Aisyah ...! Ini buku tulis kamu, Nak ...,” teriak Ibu Aminah.
“Masya Allah ... aku lupa! Ya, Bu ... sebentar.”
Aisyah berlari ke tempat ibunya untuk mengambil buku tulisnya. Setelah itu, dia langsung berangkat menuju sekolah bersama teman-temannya.
Untuk menuju sekolah, Aisyah dan teman-temannya harus menempuh perjalanan yang jauh. Mereka pun harus menyeberangi sungai yang ketinggian airnya sedada mereka. Maklum, di pedalaman tidak ada biaya untuk membangun jembatan. Makanya, setiap hari mereka harus membawa dua pasang baju, satu untuk menyeberang sungai dan satunya lagi baju sekolah. Mereka harus mengangkat tas-tasnya di atas kepala agar tidak basah. Dan ... hanya sepasang sendal jepit saja alas kaki mereka.
Sesampainya di seberang sungai, Aisyah dan teman-temannya mengganti baju mereka dengan seragam. Setelah itu, mereka harus berjalan lagi sekitar setengah jam untuk sampai di sekolah. Meskipun begitu, mereka sangat senang bisa menggali ilmu di sekolah.
“Alhamdulillah ... sampai juga kita di sekolah,” kata Ujal, salah seorang teman Aisyah.
Saat pelajaran dimulai, langit kelihatan mendung. Namun, mereka tak peduli. Mereka tetap melanjutkan kegiatan belajarnya. Ketika tetes-tetes air hujan mulai membasahi tanah dan semakin deras, barulah mereka agak sedikit terganggu. Bagaimana tidak, mereka kan, belajar di bawah tenda dengan penerangan lampu minyak.
Semua anak yang belajar di Sekolah Anak Negeri ini sangat tekun belajar. Apalagi kalau ada informasi terbaru tentang pengetahuan. Saat ini, Sekolah Anak Negeri mempunyai dua puluh siswa. Sekolah ini gratis, tidak ada pungutan biaya apa pun.
Ibu Syalika benar-benar pahlawan tanpa tanda jasa yang mengajar di sekolah ini dengan penuh kesungguhan hati. Beliau sama sekali tidak digaji. Sekolah ini memang didirikan oleh beliau bersama Bapak Rohim dan Bapak Kitra.
Jam telah menunjukkan waktunya untuk pulang. Tapi, hujan belum juga reda. Terpaksa mereka harus berteduh di bawah pohon beringin yang sangat besar. Satu jam kemudian, setelah hujan agak reda, barulah mereka mengambil kesempatan untuk pulang.
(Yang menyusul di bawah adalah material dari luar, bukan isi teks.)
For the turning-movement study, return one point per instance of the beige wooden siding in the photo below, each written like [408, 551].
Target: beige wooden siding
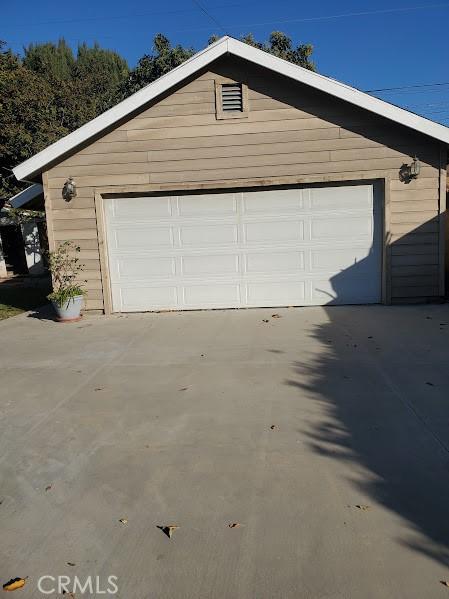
[291, 132]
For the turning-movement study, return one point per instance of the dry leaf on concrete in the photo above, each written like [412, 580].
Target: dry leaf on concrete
[168, 529]
[14, 584]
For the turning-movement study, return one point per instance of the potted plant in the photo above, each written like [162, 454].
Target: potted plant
[68, 294]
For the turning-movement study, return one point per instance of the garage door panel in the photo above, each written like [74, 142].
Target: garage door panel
[210, 264]
[274, 262]
[273, 231]
[208, 234]
[334, 260]
[137, 238]
[256, 202]
[208, 205]
[342, 227]
[142, 208]
[274, 247]
[137, 268]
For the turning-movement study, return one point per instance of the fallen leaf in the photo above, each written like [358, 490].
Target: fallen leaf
[14, 584]
[169, 529]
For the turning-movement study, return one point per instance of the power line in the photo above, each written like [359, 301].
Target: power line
[212, 18]
[234, 5]
[416, 86]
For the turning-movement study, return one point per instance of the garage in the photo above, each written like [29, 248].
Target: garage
[240, 249]
[240, 180]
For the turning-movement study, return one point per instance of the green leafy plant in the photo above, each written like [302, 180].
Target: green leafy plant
[65, 269]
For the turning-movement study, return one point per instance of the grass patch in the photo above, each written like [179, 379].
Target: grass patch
[21, 295]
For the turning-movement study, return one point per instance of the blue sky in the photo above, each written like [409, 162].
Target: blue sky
[389, 43]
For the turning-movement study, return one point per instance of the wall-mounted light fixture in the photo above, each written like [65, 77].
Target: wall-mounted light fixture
[69, 190]
[408, 172]
[415, 168]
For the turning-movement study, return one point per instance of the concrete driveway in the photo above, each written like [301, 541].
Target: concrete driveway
[324, 433]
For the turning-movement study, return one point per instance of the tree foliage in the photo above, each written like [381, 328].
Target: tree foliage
[51, 91]
[163, 59]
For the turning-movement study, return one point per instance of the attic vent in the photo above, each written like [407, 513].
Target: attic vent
[231, 97]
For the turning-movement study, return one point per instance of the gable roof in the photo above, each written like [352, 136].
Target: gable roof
[27, 196]
[226, 45]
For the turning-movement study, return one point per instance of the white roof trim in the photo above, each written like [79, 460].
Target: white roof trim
[27, 195]
[200, 60]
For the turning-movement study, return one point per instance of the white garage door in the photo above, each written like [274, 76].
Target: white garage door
[278, 247]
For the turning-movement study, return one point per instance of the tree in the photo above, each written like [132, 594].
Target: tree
[152, 66]
[52, 61]
[28, 117]
[280, 45]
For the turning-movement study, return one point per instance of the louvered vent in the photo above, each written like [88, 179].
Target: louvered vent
[231, 97]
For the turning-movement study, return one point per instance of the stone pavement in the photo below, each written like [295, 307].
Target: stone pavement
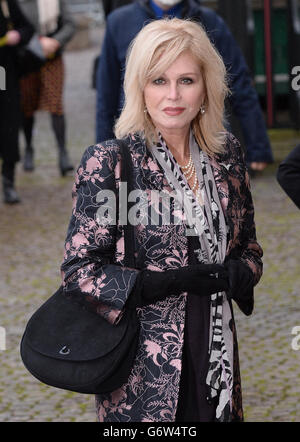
[32, 236]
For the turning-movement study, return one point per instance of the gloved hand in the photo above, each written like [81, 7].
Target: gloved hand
[241, 284]
[200, 279]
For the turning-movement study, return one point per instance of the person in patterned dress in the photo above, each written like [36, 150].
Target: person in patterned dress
[195, 240]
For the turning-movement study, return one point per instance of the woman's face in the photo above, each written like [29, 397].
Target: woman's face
[174, 99]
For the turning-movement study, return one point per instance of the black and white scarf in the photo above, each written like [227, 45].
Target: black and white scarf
[208, 223]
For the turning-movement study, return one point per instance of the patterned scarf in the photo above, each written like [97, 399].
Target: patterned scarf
[208, 223]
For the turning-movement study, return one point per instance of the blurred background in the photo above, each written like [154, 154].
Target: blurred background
[32, 233]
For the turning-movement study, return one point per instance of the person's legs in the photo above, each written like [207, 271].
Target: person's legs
[59, 128]
[28, 123]
[8, 178]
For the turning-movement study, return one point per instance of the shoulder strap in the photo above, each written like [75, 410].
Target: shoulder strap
[126, 176]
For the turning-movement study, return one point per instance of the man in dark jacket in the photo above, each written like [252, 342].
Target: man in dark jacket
[288, 175]
[15, 30]
[110, 5]
[122, 26]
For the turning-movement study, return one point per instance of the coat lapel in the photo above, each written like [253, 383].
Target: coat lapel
[152, 174]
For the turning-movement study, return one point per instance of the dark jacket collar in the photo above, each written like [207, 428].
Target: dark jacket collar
[190, 8]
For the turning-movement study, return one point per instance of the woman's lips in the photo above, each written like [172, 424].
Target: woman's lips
[173, 111]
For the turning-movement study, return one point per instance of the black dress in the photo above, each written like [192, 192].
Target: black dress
[193, 403]
[9, 98]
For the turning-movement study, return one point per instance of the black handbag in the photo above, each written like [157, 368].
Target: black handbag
[67, 346]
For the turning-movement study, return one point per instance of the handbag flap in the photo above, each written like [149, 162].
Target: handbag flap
[61, 329]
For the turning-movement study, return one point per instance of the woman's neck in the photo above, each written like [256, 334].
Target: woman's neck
[179, 145]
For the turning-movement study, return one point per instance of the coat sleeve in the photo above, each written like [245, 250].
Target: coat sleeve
[90, 266]
[288, 175]
[244, 99]
[247, 248]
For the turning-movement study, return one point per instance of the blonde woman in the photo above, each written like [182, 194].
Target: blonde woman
[195, 240]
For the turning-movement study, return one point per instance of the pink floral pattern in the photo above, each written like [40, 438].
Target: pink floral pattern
[93, 263]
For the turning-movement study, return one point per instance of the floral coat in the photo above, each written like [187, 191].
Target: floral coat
[93, 262]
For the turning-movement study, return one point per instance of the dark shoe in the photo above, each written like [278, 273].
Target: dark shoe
[64, 162]
[9, 192]
[28, 160]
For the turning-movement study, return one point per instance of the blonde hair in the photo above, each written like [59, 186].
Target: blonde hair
[150, 54]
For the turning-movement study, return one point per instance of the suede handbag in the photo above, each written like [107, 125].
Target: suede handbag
[67, 346]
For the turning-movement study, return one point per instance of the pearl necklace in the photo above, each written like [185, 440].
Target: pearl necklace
[190, 173]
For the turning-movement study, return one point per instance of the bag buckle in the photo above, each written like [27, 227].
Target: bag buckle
[64, 350]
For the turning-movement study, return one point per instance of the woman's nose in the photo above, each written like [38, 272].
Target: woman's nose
[173, 91]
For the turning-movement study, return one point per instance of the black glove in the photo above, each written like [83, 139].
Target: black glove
[198, 279]
[241, 285]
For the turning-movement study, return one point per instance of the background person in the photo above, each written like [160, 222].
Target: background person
[15, 30]
[172, 123]
[122, 26]
[288, 175]
[43, 89]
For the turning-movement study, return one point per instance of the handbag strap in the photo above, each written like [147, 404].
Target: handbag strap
[126, 176]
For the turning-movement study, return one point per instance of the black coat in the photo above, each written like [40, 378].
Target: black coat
[9, 98]
[288, 175]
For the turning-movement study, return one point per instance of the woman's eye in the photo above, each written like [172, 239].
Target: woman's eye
[159, 81]
[186, 81]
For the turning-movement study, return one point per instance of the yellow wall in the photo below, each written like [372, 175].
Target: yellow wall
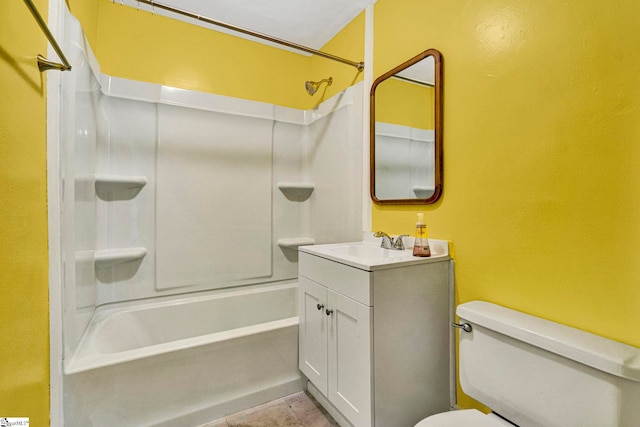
[541, 152]
[140, 46]
[24, 333]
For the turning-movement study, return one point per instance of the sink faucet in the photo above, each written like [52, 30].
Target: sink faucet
[389, 242]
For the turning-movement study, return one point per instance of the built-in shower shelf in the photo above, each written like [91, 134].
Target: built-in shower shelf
[108, 183]
[111, 257]
[423, 192]
[297, 191]
[294, 242]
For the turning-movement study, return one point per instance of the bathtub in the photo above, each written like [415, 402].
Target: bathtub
[184, 361]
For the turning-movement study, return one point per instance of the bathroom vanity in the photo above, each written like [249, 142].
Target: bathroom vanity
[374, 331]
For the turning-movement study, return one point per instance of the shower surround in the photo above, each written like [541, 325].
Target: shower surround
[181, 217]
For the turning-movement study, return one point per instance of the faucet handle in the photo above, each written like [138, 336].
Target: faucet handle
[398, 243]
[386, 242]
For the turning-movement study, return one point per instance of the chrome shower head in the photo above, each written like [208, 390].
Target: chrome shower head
[312, 87]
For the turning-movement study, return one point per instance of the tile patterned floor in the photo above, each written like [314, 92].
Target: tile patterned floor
[296, 410]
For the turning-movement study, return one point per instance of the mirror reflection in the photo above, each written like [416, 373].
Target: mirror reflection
[406, 151]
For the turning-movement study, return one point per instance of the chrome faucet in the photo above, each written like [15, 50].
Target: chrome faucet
[390, 242]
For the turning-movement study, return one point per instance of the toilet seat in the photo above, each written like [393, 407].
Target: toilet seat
[466, 417]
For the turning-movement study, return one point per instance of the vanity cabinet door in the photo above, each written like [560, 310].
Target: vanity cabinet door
[313, 332]
[349, 358]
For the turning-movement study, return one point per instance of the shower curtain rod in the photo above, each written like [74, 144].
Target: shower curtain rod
[43, 63]
[152, 3]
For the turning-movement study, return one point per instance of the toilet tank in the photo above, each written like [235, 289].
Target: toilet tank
[538, 373]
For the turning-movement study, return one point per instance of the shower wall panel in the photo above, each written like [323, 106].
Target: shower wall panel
[213, 202]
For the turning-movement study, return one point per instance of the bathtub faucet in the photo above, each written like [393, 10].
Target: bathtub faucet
[390, 242]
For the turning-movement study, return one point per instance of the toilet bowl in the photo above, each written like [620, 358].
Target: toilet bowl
[538, 373]
[464, 418]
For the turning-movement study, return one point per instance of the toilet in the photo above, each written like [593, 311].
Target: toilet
[536, 373]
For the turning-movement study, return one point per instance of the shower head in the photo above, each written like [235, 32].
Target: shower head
[312, 87]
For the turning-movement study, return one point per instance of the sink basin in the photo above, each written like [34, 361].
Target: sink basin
[368, 255]
[363, 250]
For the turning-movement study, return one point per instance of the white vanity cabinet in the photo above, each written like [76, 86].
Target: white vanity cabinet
[375, 337]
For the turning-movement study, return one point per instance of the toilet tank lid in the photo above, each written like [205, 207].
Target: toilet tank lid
[601, 353]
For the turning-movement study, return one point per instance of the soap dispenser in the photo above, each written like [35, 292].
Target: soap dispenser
[421, 245]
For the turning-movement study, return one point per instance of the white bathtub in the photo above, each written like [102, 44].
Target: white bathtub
[184, 361]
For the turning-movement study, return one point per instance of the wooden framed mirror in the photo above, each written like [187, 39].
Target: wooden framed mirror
[406, 132]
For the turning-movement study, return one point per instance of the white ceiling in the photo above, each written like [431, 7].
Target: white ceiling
[311, 23]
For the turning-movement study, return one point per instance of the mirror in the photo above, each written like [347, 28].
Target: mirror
[406, 132]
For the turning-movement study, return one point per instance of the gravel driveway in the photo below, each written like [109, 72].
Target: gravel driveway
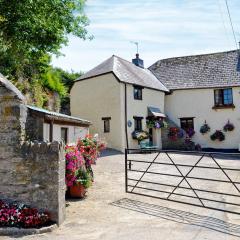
[109, 213]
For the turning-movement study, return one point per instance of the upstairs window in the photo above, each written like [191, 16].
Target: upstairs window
[138, 123]
[137, 92]
[186, 123]
[106, 124]
[223, 97]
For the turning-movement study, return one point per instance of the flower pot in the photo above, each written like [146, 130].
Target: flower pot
[78, 191]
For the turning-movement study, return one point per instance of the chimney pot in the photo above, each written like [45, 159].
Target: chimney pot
[138, 61]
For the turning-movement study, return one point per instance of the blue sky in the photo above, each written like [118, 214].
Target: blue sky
[163, 28]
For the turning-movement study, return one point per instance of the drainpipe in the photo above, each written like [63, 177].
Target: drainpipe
[51, 131]
[125, 107]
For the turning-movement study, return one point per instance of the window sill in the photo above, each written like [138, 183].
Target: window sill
[224, 107]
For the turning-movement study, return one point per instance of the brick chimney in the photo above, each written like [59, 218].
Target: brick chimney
[138, 61]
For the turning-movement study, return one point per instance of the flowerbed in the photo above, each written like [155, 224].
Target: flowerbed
[22, 216]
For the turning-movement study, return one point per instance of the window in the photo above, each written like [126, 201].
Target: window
[137, 92]
[186, 123]
[138, 123]
[106, 124]
[223, 97]
[64, 135]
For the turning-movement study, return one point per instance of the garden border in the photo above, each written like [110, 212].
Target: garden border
[14, 231]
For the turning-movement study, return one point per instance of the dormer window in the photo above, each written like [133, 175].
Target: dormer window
[223, 97]
[137, 92]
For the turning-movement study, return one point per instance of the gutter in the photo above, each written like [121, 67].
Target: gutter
[125, 109]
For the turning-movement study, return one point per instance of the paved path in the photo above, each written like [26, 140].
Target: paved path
[109, 213]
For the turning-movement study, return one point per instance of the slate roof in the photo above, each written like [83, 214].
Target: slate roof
[59, 116]
[200, 71]
[126, 72]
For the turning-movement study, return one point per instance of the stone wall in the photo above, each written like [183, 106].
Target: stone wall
[31, 173]
[34, 126]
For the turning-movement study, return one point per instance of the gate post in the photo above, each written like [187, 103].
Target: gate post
[126, 175]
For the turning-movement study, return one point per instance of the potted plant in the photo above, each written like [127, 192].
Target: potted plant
[204, 128]
[228, 127]
[190, 132]
[74, 160]
[90, 148]
[173, 133]
[82, 182]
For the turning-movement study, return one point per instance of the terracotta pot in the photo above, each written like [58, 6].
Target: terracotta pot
[78, 191]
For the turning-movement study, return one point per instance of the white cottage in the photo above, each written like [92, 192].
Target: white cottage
[119, 96]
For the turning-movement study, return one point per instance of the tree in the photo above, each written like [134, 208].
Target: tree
[30, 32]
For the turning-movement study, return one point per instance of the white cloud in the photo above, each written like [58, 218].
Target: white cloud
[163, 29]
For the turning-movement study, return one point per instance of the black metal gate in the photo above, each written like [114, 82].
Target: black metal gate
[203, 179]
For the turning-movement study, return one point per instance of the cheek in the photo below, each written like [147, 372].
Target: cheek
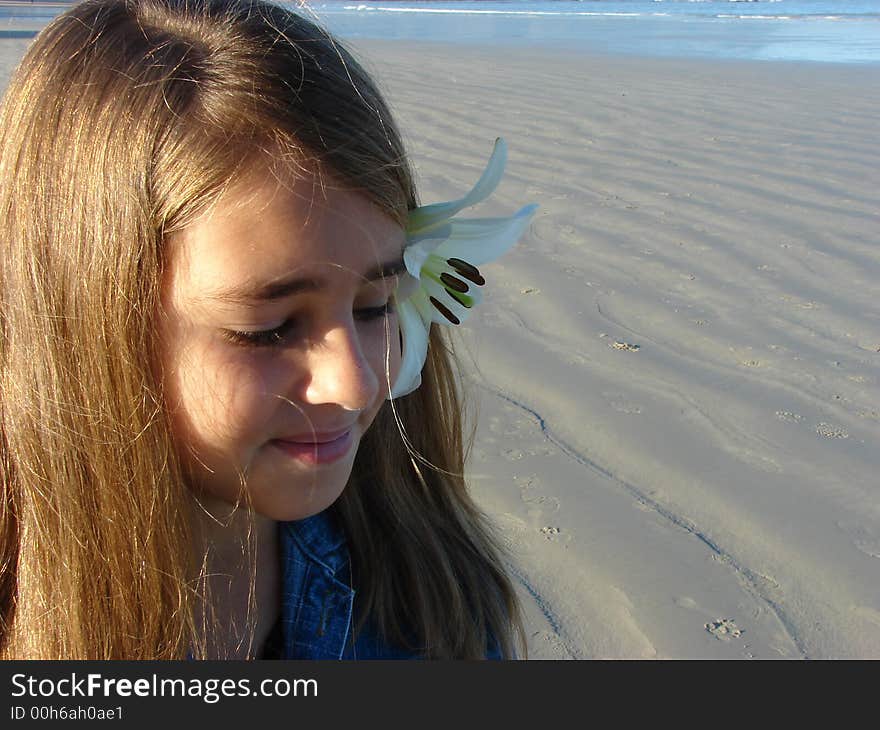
[385, 353]
[219, 405]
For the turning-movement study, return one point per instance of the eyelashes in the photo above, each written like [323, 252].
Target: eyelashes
[278, 335]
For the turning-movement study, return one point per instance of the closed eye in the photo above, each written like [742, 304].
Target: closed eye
[277, 335]
[370, 313]
[260, 338]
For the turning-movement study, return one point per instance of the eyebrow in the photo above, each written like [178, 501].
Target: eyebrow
[248, 294]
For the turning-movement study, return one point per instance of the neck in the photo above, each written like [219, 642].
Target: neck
[238, 551]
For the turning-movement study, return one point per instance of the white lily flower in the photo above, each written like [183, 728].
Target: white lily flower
[443, 283]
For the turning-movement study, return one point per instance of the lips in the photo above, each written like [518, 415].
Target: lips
[317, 448]
[316, 437]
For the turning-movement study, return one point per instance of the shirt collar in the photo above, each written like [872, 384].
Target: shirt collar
[320, 537]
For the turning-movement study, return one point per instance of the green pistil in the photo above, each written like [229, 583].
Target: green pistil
[463, 299]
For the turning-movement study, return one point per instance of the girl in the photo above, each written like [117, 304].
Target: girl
[214, 275]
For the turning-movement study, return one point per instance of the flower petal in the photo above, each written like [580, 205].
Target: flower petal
[430, 215]
[438, 291]
[478, 240]
[415, 348]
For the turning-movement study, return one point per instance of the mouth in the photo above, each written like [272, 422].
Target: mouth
[318, 448]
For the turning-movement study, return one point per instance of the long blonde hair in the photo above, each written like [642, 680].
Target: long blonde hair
[124, 121]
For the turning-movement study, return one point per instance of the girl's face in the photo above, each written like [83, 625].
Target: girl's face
[278, 341]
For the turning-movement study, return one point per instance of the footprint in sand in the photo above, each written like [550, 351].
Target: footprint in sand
[723, 629]
[866, 539]
[620, 403]
[543, 501]
[830, 431]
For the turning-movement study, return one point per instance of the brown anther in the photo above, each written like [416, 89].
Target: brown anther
[468, 271]
[460, 299]
[445, 311]
[453, 283]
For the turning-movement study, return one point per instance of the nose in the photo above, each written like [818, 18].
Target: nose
[339, 373]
Sungai mulai terlihat. Mereka pun bersiap-siap mengganti baju sekolahnya dengan baju yang masih basah tadi. Elda, salah satu teman Aisyah terpeleset di sungai. Tapi, untungnya Ujal, Kunta, dan Imam berhasil menolongnya sehingga Elda tidak hanyut di sungai itu. Sedikit lagi mereka sampai di seberang sungai, tiba-tiba hujan turun lagi. Mereka pun bergegas naik dan berteduh di saung. Saung adalah rumah yang terbuat dari bambu dan biasanya ada di tengah sawah sebagai istirahat para petani. Sambil menunggu hujan reda, mereka mengeluarkan buku dan mengulang pelajaran di sekolah tadi.
Hujan telah reda, pelangi pun muncul. Mereka pulang dengan rasa senang sambil menyanyikan lagu kesukaan mereka, Garuda Pancasila.
“Assalamu ‘alaikum ... Bu, Aisyah pulang ...!” seru Aisyah.
“Wa ‘alaikum salam ... kok, kamu baru pulang, Nak?” tanya ibu sambil melipat mukenanya.
“Hujannya besar. Jadi, kami berteduh dulu, deh. Tapi, tenang, Bu ... buku dan baju sekolah Aisyah enggak apa-apa, kok,” kata Aisyah sambil mengganti bajunya.
“Kamu makan dulu, yah ... biar enggak sakit. Kangkung dan air putih hangatnya sudah ibu siapkan di meja. Ibu mau beli sayur dulu untuk ayah, ya,” kata ibu sambil membuka pintu.
Sembari menunggu ibu, Aisyah membersihkan rumahnya. Tidak lama kemudian, ibu sudah kembali dan langsung memasak sayur untuk ayah yang sedang bekerja di sawah. Setelah itu, ibu mengantarkan makanan itu ke sawah.